Contohnya adalah kasus yang dialami oleh Liliani, seorang ibu rumah tangga dari Kelurahan Glodok, Kecamatan Tamansari, Jakarta Barat. Putranya, Nando (15), terdepak dari SMAN 2 Jakarta yang jaraknya 1,6 kilometer dari rumah. Ia mengeluh bahwa anak-anak yang diterima adalah mereka dengan tempat tinggal jauh, tetapi umurnya sudah mencapai 16 tahun atau setidaknya 15 tahun 6 bulan. SMAN 2 Jakarta sendiri terletak di Kelurahan Keagungan, Tamansari.

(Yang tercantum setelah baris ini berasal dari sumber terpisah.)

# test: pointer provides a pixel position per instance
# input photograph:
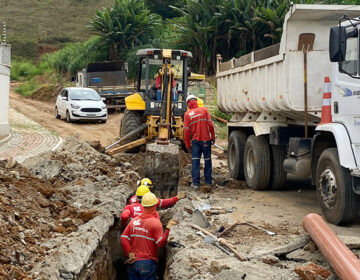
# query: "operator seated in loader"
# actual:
(158, 86)
(133, 210)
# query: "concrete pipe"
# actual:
(343, 261)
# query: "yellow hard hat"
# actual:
(146, 182)
(142, 190)
(149, 199)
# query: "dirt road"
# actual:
(43, 113)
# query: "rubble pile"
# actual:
(32, 211)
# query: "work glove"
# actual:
(181, 195)
(131, 258)
(171, 223)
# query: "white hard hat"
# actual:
(190, 97)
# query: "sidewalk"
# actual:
(27, 138)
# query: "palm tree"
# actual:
(124, 26)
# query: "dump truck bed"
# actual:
(272, 79)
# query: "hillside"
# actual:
(35, 26)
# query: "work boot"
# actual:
(195, 187)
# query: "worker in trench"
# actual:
(142, 238)
(144, 181)
(199, 135)
(135, 209)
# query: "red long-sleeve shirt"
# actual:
(132, 199)
(143, 236)
(197, 124)
(133, 210)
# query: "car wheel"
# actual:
(68, 118)
(338, 201)
(57, 113)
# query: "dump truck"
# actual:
(109, 79)
(275, 96)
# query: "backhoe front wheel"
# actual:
(339, 203)
(131, 121)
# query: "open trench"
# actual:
(107, 261)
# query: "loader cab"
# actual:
(150, 60)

Mengacu kepada Surat Keputusan Kepala Dinas Pendidikan (Disdik) DKI Jakarta 506/2020 yang terbit pada pertengahan Mei lalu, SMAN 2 Jakarta terbuka pendaftaran jalur zonasinya kepada 34 kelurahan di 7 kecamatan yang tersebar di Jakarta Barat, Jakarta Pusat, dan Jakarta Utara. Padahal, kuota di jalur ini hanya 111 kursi untuk jurusan Ilmu Pengetahuan Alam dan Ilmu Pengetahuan Sosial.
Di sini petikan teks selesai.